An einer weiteren Station führte Manuela Bösl spannende Experimente zum Thema Verbrennung durch. Die Kinder beobachteten, wie viel Sauerstoff eine Kerze zum Brennen benötigt. Besonders faszinierend war der Versuch mit einer Kerze im Wasser: Wurde ein Glas über die brennende Kerze gestülpt, erlosch die Flamme und das Wasser wurde in das Glas hineingezogen. So konnten die Schülerinnen und Schüler anschaulich erleben, welche wichtige Rolle Sauerstoff beim Feuer spielt.
Bei Janine Krämer lernten die Kinder außerdem, wie gefährlich Rauch in einem Haus werden kann. Mithilfe eines besonderen Modellhäuschens zeigte sie, wie sich der Rauch von einer Küche aus schnell im ganzen Haus ausbreitet. Die Drittklässler konnten beobachten, wie die Feuerwehr den Rauch wieder aus dem Gebäude entfernt und warum Rauchmelder so wichtig sind. Außerdem wurde mit den Kindern das richtige Verhalten im Brandfall besprochen. Sie lernten, wie wichtig es ist, Ruhe zubewahren, das Gebäude schnell zu verlassen und sofort Hilfe zu holen.
Die vierte Station wurde von Maria Wazl gestaltet. Dort beschäftigten sich die Kinder mit der Unterscheidung zwischen „gutem“ und gefährlichem Feuer. Gemeinsam wurde besprochen, wofür Feuer nützlich sein kann, zum Beispiel zum Heizen oder Kochen, aber auch welche großen Gefahren von Feuer ausgehen können. Dabei lernten die Drittklässler wichtige Regeln im Umgang mit Feuer kennen und erfuhren, wie schnell aus einer kleinen Flamme ein gefährlicher Brand entstehen kann. Außerdem wurde der Notruf praktisch geübt. Die Kinder lernten dabei, welche Informationen bei einem Notruf wichtig sind und wie man im Ernstfall richtig Hilfe holt.

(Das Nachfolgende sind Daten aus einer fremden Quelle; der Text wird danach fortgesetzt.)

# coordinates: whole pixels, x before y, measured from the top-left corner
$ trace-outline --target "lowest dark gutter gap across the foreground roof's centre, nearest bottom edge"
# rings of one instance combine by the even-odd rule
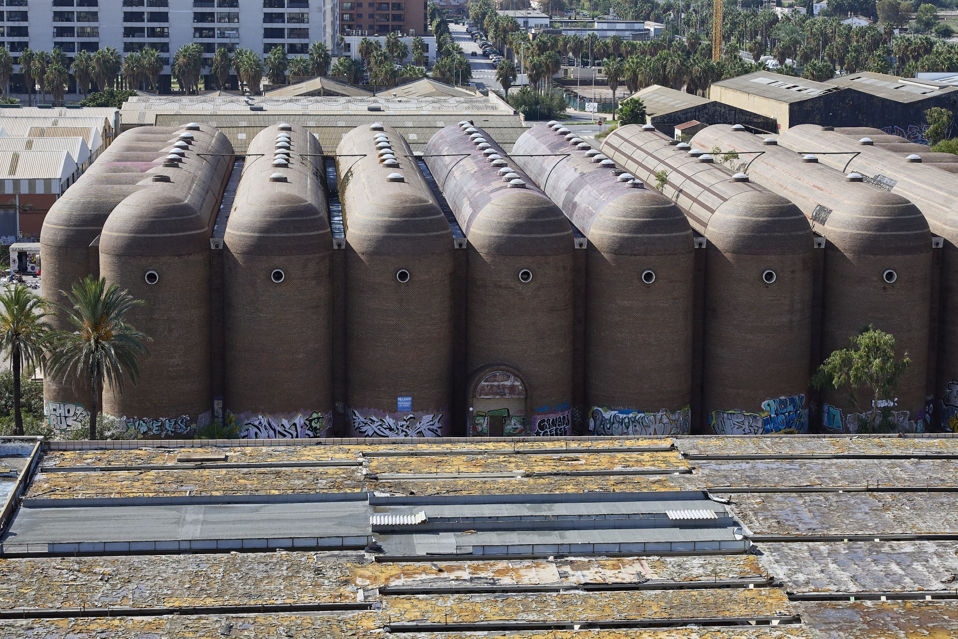
[[[614,628],[676,628],[695,625],[696,627],[741,627],[748,626],[785,626],[802,623],[798,615],[781,617],[676,617],[674,619],[620,619],[608,621],[577,622],[485,622],[478,624],[390,624],[383,628],[387,632],[479,632],[483,630],[584,630]]]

Beim gemeinsamen Abschluss mit Seppi erzählten die Kinder, was ihnen an diesem besonderen Vormittag besonders gut gefallen hatte. Dann durften die Drittklässler noch einen Fettbrand beobachten und erfuhren dabei, wie gefährlich dieser werden kann. Ein weiteres Highlight war die Fahrt mit dem Feuerwehrauto zurück zur Schule.
Der Besuch bei der Feuerwehr war für alle Kinder ein tolles Erlebnis. Neben vielen spannenden Eindrücken nahmen die Drittklässler auch wichtige Informationen rund um Brandschutz und Sicherheit mit nach Hause.
Ein ganz großes Dankeschön an die freiwillige Feuerwehr Eslarn und ganz besonders an Janine Krämer, Manuela Bösl, Sebastian Wild, Maria Wazl und Georg Rauch für die Gestaltung des Tages!